Voilà trois fois consécutives que le président de l’agglomération bergeracoise, Frédéric Delmarès, omet d’inviter L’Echo aux points presse qu’il organise. Un tri médiatique qui porte atteinte à la liberté d’expression.

Un journaliste qui critique la politique d’une collectivité peut-il faire son travail aujourd’hui dans l’agglomération bergeracoise ? Apparemment non. Un article ne plaît pas à monsieur Delmarès ? Il vous boycotte tout simplement de ses conférences de presse. Alors oui, c’est vrai, L’Echo s’est fait le relai du combat du syndicat CGT de la collectivité qui dénonce le projet de réforme de leur temps de travail, c’est aussi vrai que L’Echo n’est pas tendre avec la Cab quand il s’agit de ses politiques d’austérité qui touchent en premier lieu les usagers bergeracois. Pour précision : l’objet d’un journal n’est pas de faire l’apologie ou l’objurgation de qui que ce soi, mais juste de relater des faits auprès de ses lecteurs.

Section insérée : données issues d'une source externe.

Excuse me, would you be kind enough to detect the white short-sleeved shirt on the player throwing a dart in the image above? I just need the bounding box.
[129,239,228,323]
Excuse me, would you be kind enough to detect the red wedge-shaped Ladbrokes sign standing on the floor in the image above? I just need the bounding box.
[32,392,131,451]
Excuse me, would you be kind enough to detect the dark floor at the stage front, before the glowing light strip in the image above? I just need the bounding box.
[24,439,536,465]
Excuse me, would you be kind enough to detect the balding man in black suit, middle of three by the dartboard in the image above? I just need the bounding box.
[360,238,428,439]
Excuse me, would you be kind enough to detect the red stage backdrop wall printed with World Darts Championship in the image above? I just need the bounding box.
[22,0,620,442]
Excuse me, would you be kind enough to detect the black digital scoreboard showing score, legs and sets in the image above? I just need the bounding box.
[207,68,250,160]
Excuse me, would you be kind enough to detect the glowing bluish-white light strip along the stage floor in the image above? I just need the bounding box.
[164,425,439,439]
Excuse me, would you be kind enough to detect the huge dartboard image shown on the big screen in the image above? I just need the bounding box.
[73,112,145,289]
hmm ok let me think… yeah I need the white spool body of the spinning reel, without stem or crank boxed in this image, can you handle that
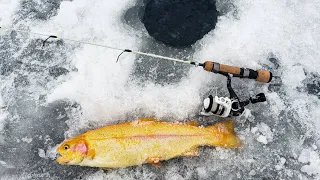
[200,95,233,117]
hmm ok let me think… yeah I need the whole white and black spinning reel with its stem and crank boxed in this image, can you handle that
[200,73,266,117]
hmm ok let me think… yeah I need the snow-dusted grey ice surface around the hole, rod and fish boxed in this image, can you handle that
[0,0,320,179]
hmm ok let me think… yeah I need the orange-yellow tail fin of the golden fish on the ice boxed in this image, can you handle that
[207,120,242,148]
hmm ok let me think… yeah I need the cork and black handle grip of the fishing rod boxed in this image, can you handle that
[200,61,272,83]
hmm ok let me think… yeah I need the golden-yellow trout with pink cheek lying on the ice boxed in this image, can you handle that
[56,118,242,169]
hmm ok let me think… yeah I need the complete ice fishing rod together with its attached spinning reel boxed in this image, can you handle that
[0,26,277,117]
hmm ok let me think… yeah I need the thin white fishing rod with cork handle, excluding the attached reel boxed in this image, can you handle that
[0,26,273,83]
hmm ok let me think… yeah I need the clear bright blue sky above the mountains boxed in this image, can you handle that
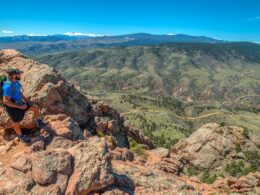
[0,0,260,42]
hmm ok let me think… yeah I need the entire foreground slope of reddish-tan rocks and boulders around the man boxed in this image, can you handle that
[0,50,260,195]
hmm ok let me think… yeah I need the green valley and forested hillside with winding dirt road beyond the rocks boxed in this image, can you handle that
[35,43,260,148]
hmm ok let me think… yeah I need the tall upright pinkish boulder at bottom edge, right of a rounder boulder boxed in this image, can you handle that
[66,138,114,194]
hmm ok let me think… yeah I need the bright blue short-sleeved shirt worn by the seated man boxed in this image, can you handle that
[3,79,23,106]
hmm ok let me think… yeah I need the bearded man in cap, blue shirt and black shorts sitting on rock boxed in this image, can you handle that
[3,68,45,143]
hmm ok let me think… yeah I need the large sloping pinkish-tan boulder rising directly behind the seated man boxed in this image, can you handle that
[0,50,91,128]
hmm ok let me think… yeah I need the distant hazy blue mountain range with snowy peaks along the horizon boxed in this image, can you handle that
[0,33,224,55]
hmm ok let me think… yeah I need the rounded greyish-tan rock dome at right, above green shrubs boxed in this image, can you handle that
[171,123,260,170]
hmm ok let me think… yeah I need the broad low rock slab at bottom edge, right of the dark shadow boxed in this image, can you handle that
[112,159,199,195]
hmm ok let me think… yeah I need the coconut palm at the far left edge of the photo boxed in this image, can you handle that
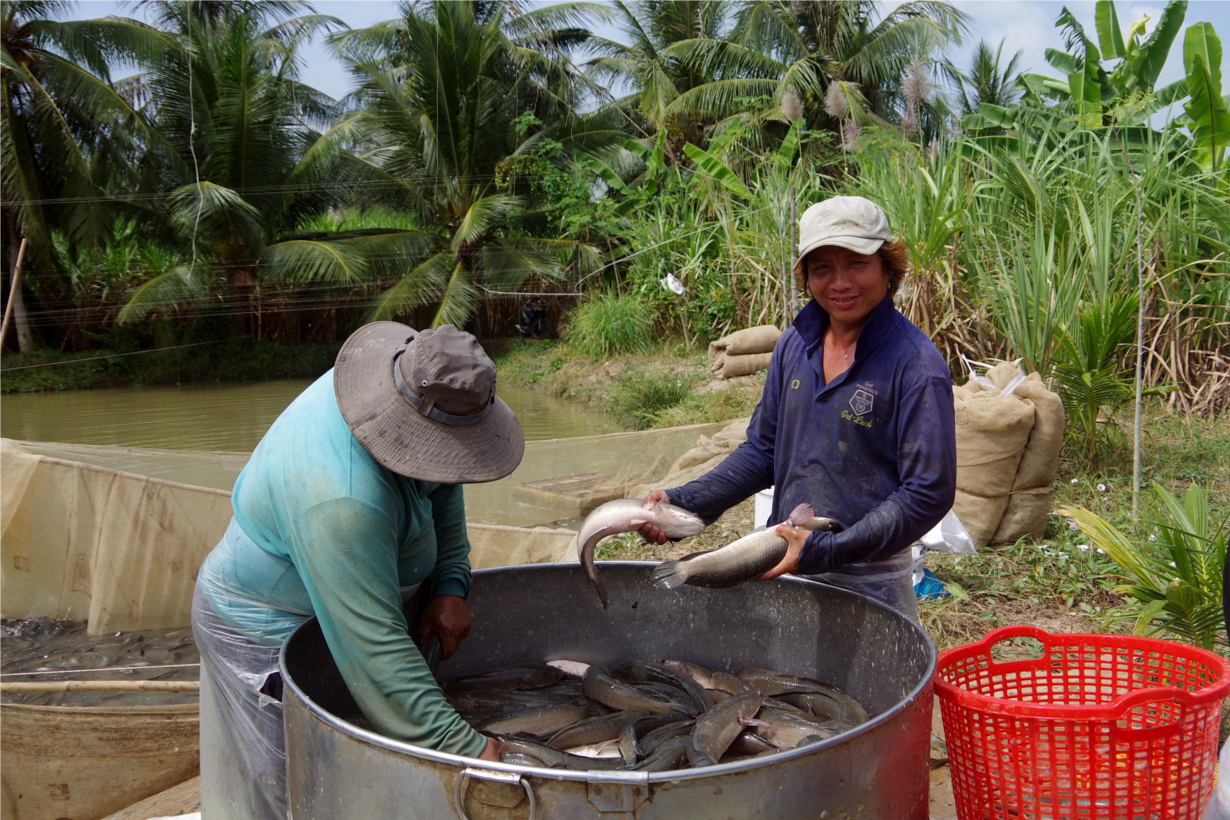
[0,0,158,350]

Atteinte à la liberté d’expression

A partir de là, le boycott d’un média par un élu qui, rappelons-le est en principe redevable devant ses électeurs et donc des lecteurs, est une forme de pression qui représente une atteinte directe à la liberté de la presse et d’expression. Dans un pays démocratique, le contenu d’un article de presse ne regarde que les lecteurs et éventuellement la justice si sa teneur n’est pas conforme à la loi. La critique d’une politique exercée est loin d’être une diffamation. Par contre, bâillonner les médias est digne de méthodes despotiques que seuls jusqu’à présent en France les élus du Front national osent utiliser quitte à entraver certains principes fondamentaux de ce pays. Alors tant pis, si le président de la CAB n’a pas daigné ce lundi invité L’Echo à assister à sa conférence de presse sur la hausse des tarifs de la piscine : la teneur de ce dossier a été évoquée pas plus tard que la semaine dernière dans ces colonnes en relatant la colère des usagers à ce sujet. Certainement encore un papier dont le contenu n’a pas été apprécié par Frédéric Delmarès dont nous n’entendrons pas les arguments pour défendre cette nouvelle grille tarifaire de ce service public. Par contre, de nombreux lecteurs nous font encore part de leur mécontentement, et l’on sait que les courriers pleuvent auprès de l’administration. Un exemple : « Je me permets de protester auprès de vous contre l’augmentation inacceptable de 75 % des tarifs de la piscine », écrit Monique au président, « cela est d’autant plus inacceptable que cette augmentation n’est justifiée par aucune amélioration ou nouvel aménagement des locaux (douches et vestiaires vétustes) ou des conditions de pratique (espace réduit par la présence des aquabikes sur les mêmes horaires) ». Nombre d’usagers dénoncent par cette augmentation la pénalisation des retraités dont le pouvoir d’achat est déjà fortement impacté, ainsi que le non étalement du paiement. « Toutes les pratiquantes de l’aquagym protestent et vous demandent de revoir la nouvelle tarification inacceptable des activités de la piscine ». Voilà des propos de citoyens que monsieur Delmarès ne doit guère affectionner. Qu’importe, L’Echo continuera de les rapporter car ce journal est le leurs et non celui d’élus que toute critique exècrent démontrant le peu de courage dans la pratique de leurs responsabilités.